Gente sin hogar y filas de migrantes marcan la frontera de Brasil con Venezuela, que años atrás era apenas una parada necesaria para turistas en busca del Monte Roraima que inspiró «El mundo perdido» de Arthur Conan Doyle.
José Peña y su familia recorrieron 1.500 kilómetros hasta llegar a Brasil y se instalaron en un precario campamento a unos metros de la frontera. Una única hamaca, un tendedero y una fogata componen la postal que recibe a quien entra en territorio brasileño.
Pacaraima, con 12.000 habitantes, fue transformada en menos de tres años por la llegada de miles de venezolanos que abandonaron su país sumergido en una aguda crisis política, social y económica.
Entre 500 y 1.200 cruzan diariamente hacia Brasil, calculan las autoridades. Una parte de este flujo es pendular e impulsa la economía local.
Pero otro porcentaje de la migración, que se estima mayor, vino con los bolsillos vacíos y dispuesto a quedarse. La mayoría va hacia Boa Vista, capital de Roraima, donde viven unos 40.000 venezolanos. Pero unos 3.500 se quedaron en Pacaraima.
Este repentino aumento de 30% de la población ha convertido a la apacible localidad en una ciudad bulliciosa, confrontada a un sinfín de nuevos problemas sociales, desde el tráfico de alimentos a la prostitución.
Muchos venezolanos duermen en las calles o en estructuras públicas, como Jonathan Luces, quien vive junto con casi 70 personas debajo de un palco al lado de los hitos fronterizos.
«Está difícil conseguir empleo aquí, pero prefiero vivir así que en Venezuela», dice mostrando la improvisada división de cuartos hecha debajo de la estructura de cemento.
Con tantos y tan repentinos cambios, Pacaraima comienza a resentir la presencia caribeña.
«Aquí todo empeoró, [los venezolanos] no hacen sino robar, por mí pueden cerrar la frontera y no dejarlos pasar más», dice Tuheny Gomes, cajera de una panadería.
Bueno para unos, malo para otros
El masivo flujo de venezolanos ha beneficiado a algunos.
Jonathan do Santos viene cada dos semanas desde Ciudad Bolívar para comprar lo que difícilmente consigue en Venezuela. «Aquí todo es más barato, con 80 reales (25 dólares) allá no compro nada y aquí compro arroz, azúcar, harina, mantequilla, jabón, galletas, jugo y productos de higiene», explica.
«La falta de alimentos allá abrió puertas aquí y nuestro comercio aprovechó eso», dice Ruan Silva, encargado de uno de los pocos supermercados que acepta la devaluada moneda venezolana.
Otro negocio que ha florecido en la transformada Pacaraima es el comercio de divisas. Uniformados con chalecos granate, varios cambistas agitan fardos de bolívares entre los puntos de control de ambos países.

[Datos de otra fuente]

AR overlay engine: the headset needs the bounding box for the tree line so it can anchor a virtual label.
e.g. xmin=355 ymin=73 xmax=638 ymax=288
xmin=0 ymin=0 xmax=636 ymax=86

«No hay otra forma de conseguir divisas si no es trayendo efectivo», explica Martín, un cambista que comienza a trabajar antes del amanecer, cuando las filas de refugiados empiezan a formarse.
Al cambiar el efectivo que traen consigo, los venezolanos sufren su primer choque de realidad. Con una moneda que se comercializa en el mercado negro a un dólar por 216.000 bolívares y se desvaloriza aún más en la frontera, los ahorros se diluyen en segundos.
«Hay mucho movimiento y poco dinero, mis ventas han caído porque con esto hay menos turistas, que eran los que traían dinero», lamenta Zilma Rocha, que vende desayunos en la frontera.
Los taxistas de la ruta Boa Vista-Pacaraima coinciden. El trayecto entre ambas ciudades es de 215 km y cuesta 50 reales (15,6 dólares), pero muchos no pueden costearlo y deben seguir camino a pie.
La burbuja del plástico
«Esto es lo que quedó de mi vida», dice extenuado Abilio Méndez, de 46 años de edad, mostrando, al borde de la carretera, dos mochilas tan remendadas como su ropa. Vivía en la costa caribeña y vino a Brasil tras perderlo todo por la crisis.
Sin dinero, decidió caminar la estrecha y caliente BR-174. Una de sus mochilas lleva plástico que trajo para vender por comida.
«Corrió la voz de que el plástico se comercia bien y muchos traen para vender», dice un funcionario aduanero de la carretera que fue reforzada con un puesto militar.
Betsy Campos, de 19 años de edad, mantiene a sus dos hijos gracias al plástico. También de Puerto La Cruz, pasa temporadas en Rorainopólis, segunda ciudad del estado.
Circula entre los dos países hace tres años. Betsy, que dice haber contraído 22 veces paludismo por vender en las minas de oro, espera reunir suficiente dinero en éste, su último viaje, para migrar a Ecuador.
«Esto se salió de control», dice el padre Jesús López, párroco de la diócesis de Roraima, que critica a las autoridades brasileñas por su inacción y a las venezolanas por generar la crisis. «Ellos [los venezolanos] huyen del hambre, de la muerte (…) hay una guerra del gobierno venezolano contra su propio pueblo y mi miedo es que esto no pare», lamenta.